Kepala Dinas Kepemudaan Olahraga dan Pariwisata (Disporapar) Kota Malang, Ida Ayu Made Wahyuni (dokumentasi MalangTIMES).
Kepala Dinas Kepemudaan Olahraga dan Pariwisata (Disporapar) Kota Malang, Ida Ayu Made Wahyuni (dokumentasi MalangTIMES).

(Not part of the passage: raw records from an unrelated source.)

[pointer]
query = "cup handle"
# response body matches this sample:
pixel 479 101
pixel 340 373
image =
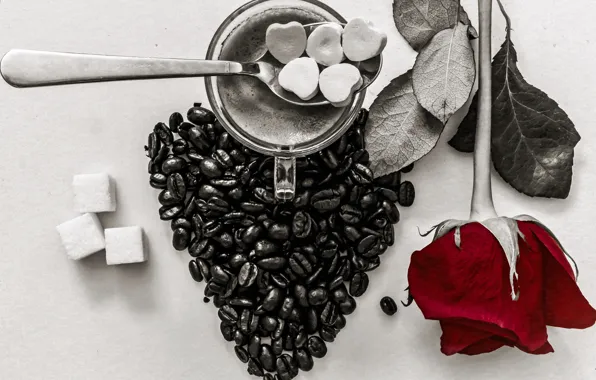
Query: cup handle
pixel 285 178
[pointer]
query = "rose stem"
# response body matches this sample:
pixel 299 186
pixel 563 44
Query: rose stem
pixel 482 198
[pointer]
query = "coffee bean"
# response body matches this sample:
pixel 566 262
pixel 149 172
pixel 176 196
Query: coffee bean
pixel 195 272
pixel 247 275
pixel 304 359
pixel 388 305
pixel 287 368
pixel 170 212
pixel 180 239
pixel 175 120
pixel 406 194
pixel 302 225
pixel 317 296
pixel 254 368
pixel 358 284
pixel 326 200
pixel 241 353
pixel 316 347
pixel 272 263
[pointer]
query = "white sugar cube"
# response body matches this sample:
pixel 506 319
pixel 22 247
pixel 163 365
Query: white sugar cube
pixel 124 245
pixel 94 193
pixel 82 236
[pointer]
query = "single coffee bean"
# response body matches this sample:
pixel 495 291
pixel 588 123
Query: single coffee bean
pixel 388 305
pixel 348 306
pixel 175 120
pixel 406 194
pixel 227 331
pixel 304 359
pixel 254 368
pixel 241 353
pixel 358 284
pixel 316 347
pixel 170 212
pixel 287 368
pixel 195 272
pixel 254 344
pixel 326 200
pixel 317 296
pixel 302 225
pixel 248 275
pixel 210 168
pixel 329 314
pixel 272 263
pixel 180 239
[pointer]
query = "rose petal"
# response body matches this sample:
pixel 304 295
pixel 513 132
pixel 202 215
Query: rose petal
pixel 564 304
pixel 472 283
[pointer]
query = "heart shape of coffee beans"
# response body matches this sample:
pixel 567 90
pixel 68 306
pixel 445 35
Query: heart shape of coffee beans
pixel 285 272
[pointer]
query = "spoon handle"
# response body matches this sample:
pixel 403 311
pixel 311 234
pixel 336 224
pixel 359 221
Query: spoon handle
pixel 28 68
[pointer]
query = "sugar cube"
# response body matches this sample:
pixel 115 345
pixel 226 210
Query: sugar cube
pixel 82 236
pixel 94 193
pixel 124 245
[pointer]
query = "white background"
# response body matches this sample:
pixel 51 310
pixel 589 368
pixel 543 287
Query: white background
pixel 61 319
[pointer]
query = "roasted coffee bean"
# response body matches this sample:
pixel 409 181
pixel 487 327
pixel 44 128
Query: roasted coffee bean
pixel 200 116
pixel 329 314
pixel 227 331
pixel 195 272
pixel 317 296
pixel 170 212
pixel 254 344
pixel 267 357
pixel 264 248
pixel 358 284
pixel 388 305
pixel 172 165
pixel 175 120
pixel 316 347
pixel 350 214
pixel 286 366
pixel 326 200
pixel 264 195
pixel 241 353
pixel 211 168
pixel 348 306
pixel 254 368
pixel 180 239
pixel 166 198
pixel 277 346
pixel 248 323
pixel 204 268
pixel 328 333
pixel 300 265
pixel 406 194
pixel 302 225
pixel 272 263
pixel 304 359
pixel 248 275
pixel 163 133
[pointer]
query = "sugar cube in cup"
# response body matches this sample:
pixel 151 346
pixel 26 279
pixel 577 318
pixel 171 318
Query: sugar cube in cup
pixel 82 236
pixel 124 245
pixel 94 193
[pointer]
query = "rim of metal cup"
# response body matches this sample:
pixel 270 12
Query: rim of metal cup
pixel 328 138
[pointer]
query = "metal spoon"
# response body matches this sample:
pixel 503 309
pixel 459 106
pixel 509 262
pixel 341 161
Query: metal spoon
pixel 30 68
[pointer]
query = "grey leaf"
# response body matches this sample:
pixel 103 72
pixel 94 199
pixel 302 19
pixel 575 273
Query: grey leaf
pixel 506 232
pixel 444 73
pixel 399 131
pixel 419 20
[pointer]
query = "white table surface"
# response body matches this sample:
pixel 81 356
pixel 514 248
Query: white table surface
pixel 62 320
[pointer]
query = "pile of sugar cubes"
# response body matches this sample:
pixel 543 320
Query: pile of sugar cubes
pixel 84 235
pixel 326 48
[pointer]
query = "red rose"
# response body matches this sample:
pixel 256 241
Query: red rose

MALANGTIMES - Turut terdampak Covid-19, proyek pembangunan Terminal Madyopuro menjadi rest area terpaksa ditunda. Pasalnya, anggaran yang berasal dari Dana Alokasi Khusus (DAK) yang berasal dari pemerintah pusat seluruhnya dibatalkan.

Baca Juga : Pandemi Covid-19, Revitalisasi Pasar Bunulrejo Dibatalkan

 

Sementara pembangunan rest area di kawasan Terminal Madyopuro itu sendiri rencananya akan memanfaatkan DAK sebesar Rp 3,2 Miliar. Berdasarkan Surat dari Menteri Keuangan RI No S-247/MK.07/2020 perihal penghentian Proses Pengadaan Barang/Jasa DAK Fisik TA 2020 dalam masa wabah COVID-19, maka semua proses harus dibatalkan.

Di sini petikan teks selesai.